CBcloud, a startup based in Tokyo's Chiyoda Ward, links more than 10,000 freelance drivers. The company receives job offers such as home delivery from corporate and other customers and introduces them to its registered drivers via a smartphone app.

CBcloud says it is adding 500 registered drivers monthly as more people want side jobs. The company also rents out mini-vehicles to those aiming to start a business.

"Compared with major companies, my company's free work style is being supported [by many drivers]," President Ryuichi Matsumoto said.

Many of the drivers registered with CBcloud also work for Amazon Flex and food delivery service Uber Eats, Matsumoto said.

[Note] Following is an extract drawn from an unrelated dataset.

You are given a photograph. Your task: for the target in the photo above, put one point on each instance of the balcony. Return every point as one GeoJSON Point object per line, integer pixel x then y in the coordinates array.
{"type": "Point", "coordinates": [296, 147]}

Ecohai, a company based in Tokyo's Minato Ward under the umbrella of office supplies vendor Askul, offers a delivery service using bicycles. It launched "Ecohai Flex," which lets delivery staff choose their working times from three shifts.

Ecohai's delivery staffers apply for a shift by the morning of their workday. They need only smartphones for their work as they can deliver parcels in trolleys prepared by the company. They earn 150 yen for each parcel delivered.

Last One Mile Solution was founded in Tokyo's Chuo Ward by a former section chief at Sagawa, the parcel delivery company. It aims to establish a new home delivery network using 15,000 newspaper delivery outlets across the country. These individuals, already familiar with specific local areas, distribute packages commissioned by major home delivery companies in their spare time as side jobs.

Last One Mile Solution looks to offer the service through 1,800 newspaper delivery outlets in urban areas within five years and secure 10,000 delivery people.

"It will be humans for the time being who will be in charge of the 'last one mile' of delivering packages," President Masayuki Kondo said. "There are limits to the package volumes major [home delivery] companies can handle."